19 Tahanan Kabur Dari Rutan Batam

BATAM – Sebanyak 19 tahanan kasus narkoba di Rumah Tahanan (Rutan) Kelas IIA Batam kabur, Jumat (13/11/2015) sekira pukul 12.30. Mereka kabur saat hujan dan memanfaatkan minimnya petugas keamanan usai salat Jumat.
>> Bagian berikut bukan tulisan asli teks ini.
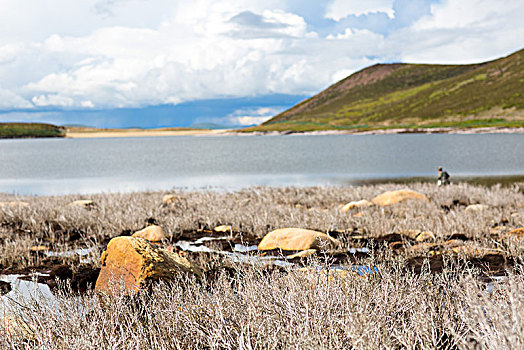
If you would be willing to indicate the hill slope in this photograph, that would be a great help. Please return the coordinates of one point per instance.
(415, 95)
(22, 130)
Dari 19 tahanan yang kabur itu, 12 tahanan berhasil ditangkap kembali dan dijebloskan ke ruang isolasi. Sedangkan 7 orang lainnya buron. Mereka adalah Roili Sahreza bin Usman, Hafizan alias Kecut bin Mokhtar, Awi alias Mansur bin Zulkifli, Martunis bin Mahmud Abi, Hendri Sufirman bin Fakrurrazi, Ahyar bin Mali, dan Sapriadi alias Iwan bin Dahlan.

Kepala Rutan Batam Irhamuddin menjelaskan, tahanan yang kabur sudah merencanakan pelarian tersebut. Mereka memanfaatkan minimnya penjagaan saat salat Jumat.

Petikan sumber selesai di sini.